-
Notifications
You must be signed in to change notification settings - Fork 131
Description
Introduction
We have been using River for about a year, and we’ve had almost no issues that we couldn’t solve by tuning the configs or modifying the workers. Overall, we are very satisfied. However, in the last week, we encountered an issue twice that we haven’t been able to resolve yet.
We have the following versions in production:
github.com/riverqueue/river v0.20.2
github.com/riverqueue/river/riverdriver/riverpgxv5 v0.20.2
github.com/riverqueue/river/rivertype v0.20.2
Use-case
We run a go app in k8s, the rest API pods emit events, we insert these events to postgres as river jobs, and another deployment with river workers in it processes the events (make HTTP calls for the webhook subscriptions).
The problem
We noticed that fewer webhook calls were being made that the usual.
We checked what's happening in our DB with select state, count(*) from webhooks.river_job;:
state | count
-----------+--------
available | 1.404
completed | 272.082
discarded | 44.583
retryable | 98.424
running | 2.739
Then we checked the error fields of the retryable jobs, and all of them errored with "Job rescued by rescuer".
We initially thought our workers couldn't process the jobs in time, but we only do an HTTP call in each job which has a 2 second timeout, so we were almost certain it's not the case.
Then we found many BatchCompleter: Completer error (will retry after sleep) and BatchCompleter: Too many errors; giving up log entries, all showing timeout: context deadline exceeded error. There were also JobScheduler: Error scheduling jobs and Elector: Error attempting reelection errors with the same context deadline exceeded cause.
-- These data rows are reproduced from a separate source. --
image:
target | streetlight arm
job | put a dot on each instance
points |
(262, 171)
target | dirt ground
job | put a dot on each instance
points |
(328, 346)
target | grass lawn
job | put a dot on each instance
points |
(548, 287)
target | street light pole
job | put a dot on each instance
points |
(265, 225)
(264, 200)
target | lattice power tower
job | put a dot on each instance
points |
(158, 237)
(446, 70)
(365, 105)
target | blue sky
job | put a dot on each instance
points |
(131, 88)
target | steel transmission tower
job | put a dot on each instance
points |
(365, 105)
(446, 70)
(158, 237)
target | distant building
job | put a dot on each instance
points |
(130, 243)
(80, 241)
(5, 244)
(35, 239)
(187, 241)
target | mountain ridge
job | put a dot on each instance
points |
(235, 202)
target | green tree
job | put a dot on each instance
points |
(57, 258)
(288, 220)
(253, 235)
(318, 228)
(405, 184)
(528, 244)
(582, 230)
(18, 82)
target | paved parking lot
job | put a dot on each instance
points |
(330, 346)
For postgres we have a 4vCPU 16GB memory Cloud SQL instance. (Which is shared among some apps, but the current one is the most significant.)
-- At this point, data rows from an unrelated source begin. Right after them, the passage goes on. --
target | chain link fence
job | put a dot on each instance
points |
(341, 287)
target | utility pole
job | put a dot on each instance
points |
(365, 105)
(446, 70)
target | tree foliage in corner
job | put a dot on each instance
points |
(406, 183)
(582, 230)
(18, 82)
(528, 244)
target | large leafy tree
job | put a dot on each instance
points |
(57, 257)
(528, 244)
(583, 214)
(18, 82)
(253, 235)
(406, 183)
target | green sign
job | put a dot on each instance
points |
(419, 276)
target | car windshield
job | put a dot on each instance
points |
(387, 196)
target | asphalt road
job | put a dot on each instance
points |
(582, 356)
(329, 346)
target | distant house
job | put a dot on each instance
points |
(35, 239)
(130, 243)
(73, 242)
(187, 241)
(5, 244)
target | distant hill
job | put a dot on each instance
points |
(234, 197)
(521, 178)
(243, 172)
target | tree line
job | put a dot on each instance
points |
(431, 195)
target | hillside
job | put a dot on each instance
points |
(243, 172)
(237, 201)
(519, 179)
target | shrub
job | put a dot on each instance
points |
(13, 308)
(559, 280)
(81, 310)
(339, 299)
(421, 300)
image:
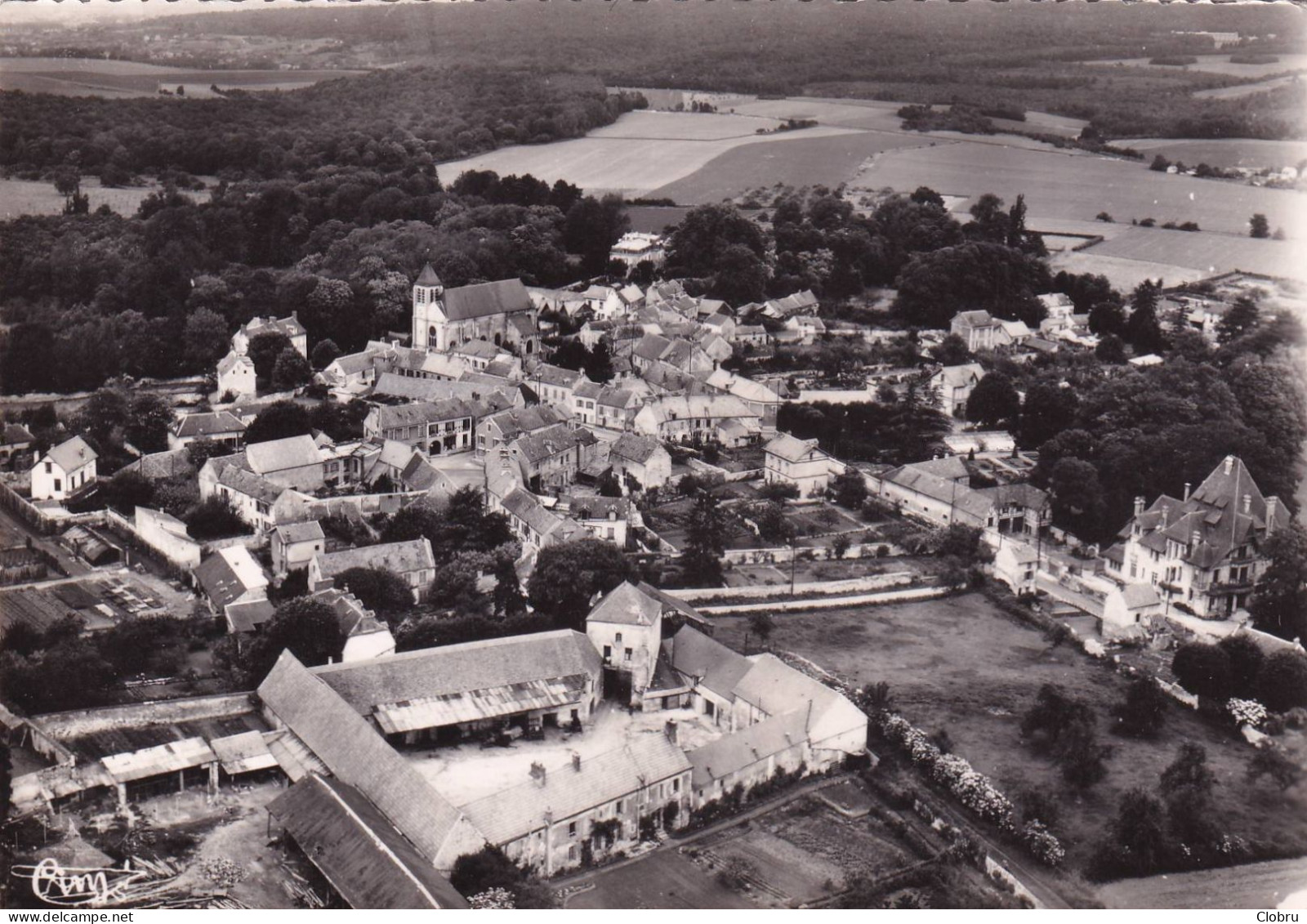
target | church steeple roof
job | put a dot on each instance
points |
(429, 277)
Here we see a significant increase in IO wait. We eventually switch to maintenance mode around 7:30PM and tried to fix the error, that's why the load decreased, it wasn't natural. (The horizontal line in the chart is a different metric, it does not mean we hit the CPU limit or something. The CPU utilization was ~70-80% so we never hit 100%, when we doulbed the resources the utilization was ~60%.)
What we tried
- We deleted all the completed jobs, but the issue persisted
- We updated all the retryable and running jobs to available status, but the issue persisted
- We increased the DB resources to 8vCPU 32GB ram, the issue persisted
- We stopped the app completely, removed everything but the 120k available jobs from the river_jobs table, did a VACUUM, but when we started the app, the
BatchCompleter: Completer error (will retry after sleep)errors appeared almost instantly, and only ~30% of the jobs were completed, the rest stayed in running, eventually in retryable state.
Now we will update river to the newest version, and see if the issue appears again.
We don't expect anyone to solve our problems, but we are curious if you seen something similar before, or have some tips what might be causing this behavior.
Another minor detail is that we use river in multiple databases in this cluster, even in multiple schemas in the same database, in case this has anything to do with our issue.